With his book, Born to Run, I was excited to read Christopher McDougall’s new book, Natural Born Heroes. I thought the premise was be interesting and I already knew that that McDougall had a way of mixing history and athletic science in a way that made for a good read. So I dropped a couple of bucks and started reading.

Natural Born Heroes was published in in 2015. It is about the true story of the Nazi occupation of Crete during World War II. Crete was going to be needed as a central control point of Europe while the Nazis stormed into Russia before the winter. Needless to say (Germany did lose the war), things did not go too well for the Germans. Though heavily outnumbered and outgunned, the Cretans were able able and willing to fight against the Germans, always keeping them off balance, no matter what cruelty they showed. To make matter worse for the invaders, a small band of British military misfits joined the Cretan resistance and successfully kidnapped a Nazi commander, adding to the chaos the Nazis needed to go through.

The Cretan resistance were able to keep the war in Crete going for long enough that the Germans could not invade Russia until winter, leading to their demise. But how did they do it?

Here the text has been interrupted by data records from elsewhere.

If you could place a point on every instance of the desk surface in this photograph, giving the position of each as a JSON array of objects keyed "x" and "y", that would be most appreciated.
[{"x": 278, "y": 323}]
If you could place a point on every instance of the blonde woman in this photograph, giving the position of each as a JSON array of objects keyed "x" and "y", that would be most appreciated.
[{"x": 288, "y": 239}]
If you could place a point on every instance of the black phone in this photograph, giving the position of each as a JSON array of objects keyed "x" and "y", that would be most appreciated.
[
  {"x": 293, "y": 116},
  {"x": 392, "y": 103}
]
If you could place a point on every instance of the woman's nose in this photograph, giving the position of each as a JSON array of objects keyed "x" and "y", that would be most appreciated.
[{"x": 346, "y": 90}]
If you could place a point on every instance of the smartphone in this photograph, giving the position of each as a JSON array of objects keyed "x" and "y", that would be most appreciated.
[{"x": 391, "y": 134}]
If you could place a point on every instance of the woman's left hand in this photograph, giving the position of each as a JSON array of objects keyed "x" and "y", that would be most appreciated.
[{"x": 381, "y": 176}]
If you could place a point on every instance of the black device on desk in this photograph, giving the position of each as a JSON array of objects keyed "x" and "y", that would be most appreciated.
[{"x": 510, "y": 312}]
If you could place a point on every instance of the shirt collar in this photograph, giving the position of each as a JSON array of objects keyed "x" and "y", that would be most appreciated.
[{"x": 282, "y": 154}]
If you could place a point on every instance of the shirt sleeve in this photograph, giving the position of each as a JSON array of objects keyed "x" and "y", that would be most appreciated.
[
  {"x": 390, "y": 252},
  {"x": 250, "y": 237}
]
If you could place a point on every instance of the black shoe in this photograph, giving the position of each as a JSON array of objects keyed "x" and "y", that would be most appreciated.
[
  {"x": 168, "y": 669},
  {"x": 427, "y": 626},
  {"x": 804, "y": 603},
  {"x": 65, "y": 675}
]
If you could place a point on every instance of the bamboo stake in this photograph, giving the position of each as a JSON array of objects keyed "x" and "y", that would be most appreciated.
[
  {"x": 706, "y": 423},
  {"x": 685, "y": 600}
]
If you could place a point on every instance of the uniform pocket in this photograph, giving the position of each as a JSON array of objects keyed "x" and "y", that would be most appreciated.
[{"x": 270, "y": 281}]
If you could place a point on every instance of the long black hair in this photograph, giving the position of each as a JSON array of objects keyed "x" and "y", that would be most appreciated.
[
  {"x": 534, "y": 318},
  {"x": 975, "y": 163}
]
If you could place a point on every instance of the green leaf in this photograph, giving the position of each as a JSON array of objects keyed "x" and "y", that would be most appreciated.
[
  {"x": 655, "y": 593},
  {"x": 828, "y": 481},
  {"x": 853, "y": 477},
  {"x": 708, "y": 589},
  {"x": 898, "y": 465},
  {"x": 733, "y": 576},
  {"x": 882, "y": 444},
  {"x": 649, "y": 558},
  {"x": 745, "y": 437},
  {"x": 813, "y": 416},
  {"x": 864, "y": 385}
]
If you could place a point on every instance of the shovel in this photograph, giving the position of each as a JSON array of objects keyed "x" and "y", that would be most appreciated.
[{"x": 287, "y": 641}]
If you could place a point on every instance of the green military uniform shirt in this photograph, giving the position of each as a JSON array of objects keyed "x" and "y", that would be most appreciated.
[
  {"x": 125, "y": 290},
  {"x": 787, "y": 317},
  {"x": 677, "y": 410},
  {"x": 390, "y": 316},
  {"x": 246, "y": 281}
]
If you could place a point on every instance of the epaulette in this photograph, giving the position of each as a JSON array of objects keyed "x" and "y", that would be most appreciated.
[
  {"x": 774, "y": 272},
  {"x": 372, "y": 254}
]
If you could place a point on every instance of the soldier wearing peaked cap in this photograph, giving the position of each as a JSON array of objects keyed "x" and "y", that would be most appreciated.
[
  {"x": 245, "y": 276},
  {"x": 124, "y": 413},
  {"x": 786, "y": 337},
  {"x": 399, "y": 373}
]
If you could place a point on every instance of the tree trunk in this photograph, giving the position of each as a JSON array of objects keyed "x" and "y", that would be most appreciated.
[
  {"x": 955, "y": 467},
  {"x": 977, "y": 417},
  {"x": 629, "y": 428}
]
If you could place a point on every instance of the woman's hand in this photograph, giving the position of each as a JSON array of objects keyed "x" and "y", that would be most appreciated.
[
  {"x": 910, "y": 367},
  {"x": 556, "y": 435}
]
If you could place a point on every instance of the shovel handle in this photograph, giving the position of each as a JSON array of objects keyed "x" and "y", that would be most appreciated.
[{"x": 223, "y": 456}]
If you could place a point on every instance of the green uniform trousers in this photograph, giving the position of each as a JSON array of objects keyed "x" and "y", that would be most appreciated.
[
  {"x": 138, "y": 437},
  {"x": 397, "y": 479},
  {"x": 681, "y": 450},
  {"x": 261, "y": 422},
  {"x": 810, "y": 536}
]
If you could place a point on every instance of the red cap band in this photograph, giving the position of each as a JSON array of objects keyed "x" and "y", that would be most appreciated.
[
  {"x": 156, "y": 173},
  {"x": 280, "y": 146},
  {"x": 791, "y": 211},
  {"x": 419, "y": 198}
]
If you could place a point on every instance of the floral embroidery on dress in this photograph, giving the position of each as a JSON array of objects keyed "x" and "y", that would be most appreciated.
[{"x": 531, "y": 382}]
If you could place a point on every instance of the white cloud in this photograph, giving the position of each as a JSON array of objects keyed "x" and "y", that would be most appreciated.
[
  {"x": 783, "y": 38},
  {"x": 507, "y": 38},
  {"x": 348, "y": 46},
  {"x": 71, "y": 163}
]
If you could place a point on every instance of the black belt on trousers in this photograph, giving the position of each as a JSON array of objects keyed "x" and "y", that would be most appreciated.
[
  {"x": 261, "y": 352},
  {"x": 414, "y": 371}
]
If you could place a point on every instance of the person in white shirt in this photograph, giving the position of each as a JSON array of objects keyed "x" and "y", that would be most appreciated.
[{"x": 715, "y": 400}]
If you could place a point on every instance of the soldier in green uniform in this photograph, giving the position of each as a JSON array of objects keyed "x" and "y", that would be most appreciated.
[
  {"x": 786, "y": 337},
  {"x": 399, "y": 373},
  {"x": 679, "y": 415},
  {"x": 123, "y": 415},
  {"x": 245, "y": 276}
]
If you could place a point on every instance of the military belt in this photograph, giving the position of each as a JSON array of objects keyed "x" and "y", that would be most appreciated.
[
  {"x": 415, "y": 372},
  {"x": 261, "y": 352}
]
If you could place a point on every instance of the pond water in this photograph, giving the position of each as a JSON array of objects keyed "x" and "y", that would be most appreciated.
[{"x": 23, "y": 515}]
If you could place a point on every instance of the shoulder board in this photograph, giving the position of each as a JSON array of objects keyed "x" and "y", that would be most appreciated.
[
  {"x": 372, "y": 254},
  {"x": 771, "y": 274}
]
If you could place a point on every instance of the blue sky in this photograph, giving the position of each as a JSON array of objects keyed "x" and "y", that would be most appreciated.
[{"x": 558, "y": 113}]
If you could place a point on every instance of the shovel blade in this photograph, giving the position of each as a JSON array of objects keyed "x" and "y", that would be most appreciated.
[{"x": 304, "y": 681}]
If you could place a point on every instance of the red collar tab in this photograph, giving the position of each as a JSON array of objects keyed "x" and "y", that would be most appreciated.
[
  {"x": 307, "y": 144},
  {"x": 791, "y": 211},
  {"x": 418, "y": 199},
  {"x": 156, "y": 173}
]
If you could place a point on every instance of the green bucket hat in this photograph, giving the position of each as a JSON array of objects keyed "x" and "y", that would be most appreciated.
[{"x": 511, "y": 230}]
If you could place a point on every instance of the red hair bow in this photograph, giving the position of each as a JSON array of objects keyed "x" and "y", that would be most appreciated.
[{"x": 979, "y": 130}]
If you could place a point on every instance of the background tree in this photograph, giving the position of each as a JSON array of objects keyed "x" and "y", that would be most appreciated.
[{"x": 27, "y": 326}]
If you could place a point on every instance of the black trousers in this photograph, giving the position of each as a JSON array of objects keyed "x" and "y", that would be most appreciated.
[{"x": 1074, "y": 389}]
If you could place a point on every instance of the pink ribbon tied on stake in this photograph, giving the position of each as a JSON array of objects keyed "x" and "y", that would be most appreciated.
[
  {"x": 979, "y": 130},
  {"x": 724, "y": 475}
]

They had very little in the way of weapons, were not trained or organized and did not have any true leader. That is what McDougall explored. He goes through the Cretan history, showing that the occupation of Germany was nothing new to the people of Crete. He explored the attitudes of the Crete people, their diet, their athletic prowess and the history. He even delves into some of the myths we have taken as fiction and shows that some might actually be true (such as the cyclops and the Minotaur).

But the focus of the book is the physical abilities of the Cretans. How were Cretans able to travel through the harsh environment during brutal weather on a starvation diet? And it was almost all the natives; old and young, man or women? McDougall looks at the different physical activities of the Cretan natives including Pankration and Parkour. He also talks about their diet and the benefits of many foods they have on Crete (many of which we can get in the United States). He also sneaks in some physical fitness theories and practice, citing experts.

There is a lot of great information in this book. The history of Crete is very interesting. McDougall brings together Greek mythology with history which I found fascinating. There was also a lot of good information about physical fitness practices such as Pankration and Parkour and go over diet options that we all have yet choose not to follow (this is what made Born to Run so popular). Oh, and I forgot, the actual war story is really interesting too. But that is what is the problem I had with the book.

There was just too much in such a few pages. Half the time, I lost track of the story (especially the names and locations) because of the history and information. Now, I know this book would have been 120 pages long if it was just the story itself (it turned out the story was not that interesting) but I would have liked if the actual war story would have been emphasized a little more. I did get a lot of information out of it, some, of which, I use in my training.

The book was worth reading but I did not enjoy it as much as I expected. I found myself treating it more of a text book, hoping to pull a couple of nuggets I could use (and I did). I was hoping to enjoy it more. Worth the read but do not expect to be, “Wow’d” like Born to Run. I give Natural Born Heroes 3 out of 5 stars.